(Halifax) Les proches des victimes tuées lors d’une fusillade de masse en Nouvelle-Écosse disent ressentir un « profond découragement » à l’égard de l’enquête publique sur l’horrible crime de 2020 qui a coûté la vie à 22 personnes, selon leur cabinet d’avocats.

Publié le 15 février
Michael MacDonald La Presse Canadienne

À une semaine du début des procédures à Halifax, le cabinet Patterson Law a publié une déclaration lundi dans laquelle il indique que ses clients craignent que leur rôle dans l’enquête soit « indûment réduit, voire activement restreint ».

Le cabinet d’avocats de la Nouvelle-Écosse, qui représente 23 familles et individus, a déclaré que l’enquête fédérale-provinciale retardée a offert peu d’informations sur le rôle que les témoins joueront dans les procédures.

De plus, Patterson Law craint que la partie de l’enquête consacrée à l’établissement des faits soit tronquée en raison des retards, ce qui signifie que les preuves présentées à l’enquête pourraient ne pas être pleinement explorées.

« Nous partageons le profond découragement de nos clients face au peu d’informations sur ces procédures publiques », indique la déclaration.

Le mandat de l’enquête exige qu’elle dépose un rapport final d’ici le 1er novembre.

À l’heure actuelle, on ne sait pas encore qui sera appelé à témoigner, comment leur demandera-t-on de le faire et si les avocats représentant les familles sont autorisés à les interroger ou à présenter des observations lors de la procédure, indique la déclaration.

L’avocate principale de la commission, Emily Hill, n’a pas répondu directement à ces questions dans une déclaration envoyée par courriel, et les responsables de la commission ont décliné une demande d’entrevue.

Mme Hill a déclaré que la commission continuera de consulter les participants au sujet des lacunes du dossier factuel et des témoins qu’ils aimeraient entendre.

« Une enquête publique n’est pas un procès, et il ne s’agit pas non plus d’attribuer un blâme, a-t-elle ajouté.
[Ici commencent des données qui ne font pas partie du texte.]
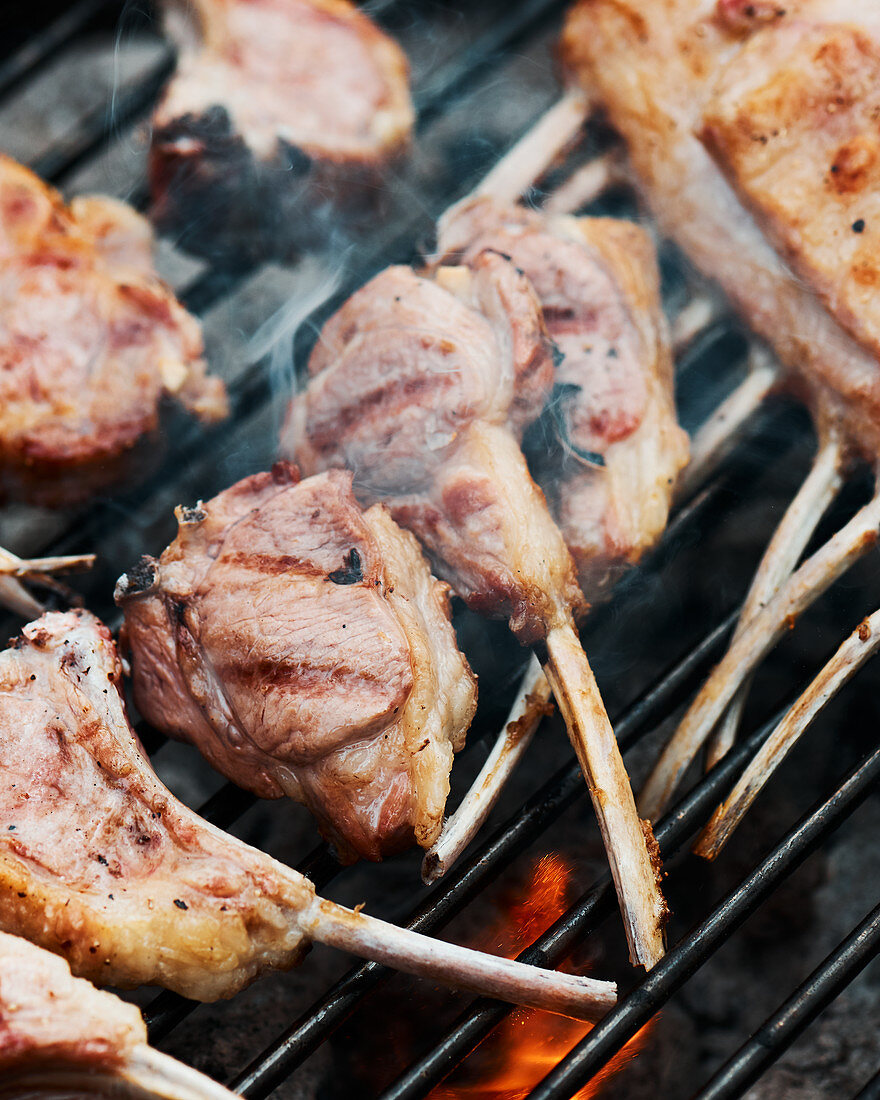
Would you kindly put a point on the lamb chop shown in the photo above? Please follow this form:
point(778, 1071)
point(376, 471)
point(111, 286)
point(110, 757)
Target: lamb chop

Les enquêtes publiques portent sur le changement. Le travail de la commission consiste à déterminer ce qui s’est passé, pourquoi et comment cela s’est produit, afin de formuler des recommandations qui permettront de s’assurer que cela ne se reproduit pas. »

Trois mois après les meurtres perpétrés dans le centre de la Nouvelle-Écosse, les gouvernements fédéral et provincial se sont engagés à mener une sorte d’« examen » de l’affaire, mais les familles des victimes et des experts juridiques se sont manifestés pour demander une enquête conjointe plus rigoureuse. Une série de protestations a incité les deux ordres de gouvernement à changer de cap.

L’enquête a été chargée de déterminer ce qui s’est passé pendant le carnage du tireur, qui a commencé le 18 avril 2020 à Portapique, en Nouvelle-Écosse, où 13 personnes ont été abattues et des propriétés incendiées. Neuf autres personnes ont été tuées le lendemain alors que le tireur échappait à la police au cours d’une poursuite de plus de 100 kilomètres. La commission devait initialement commencer ses audiences en octobre dernier.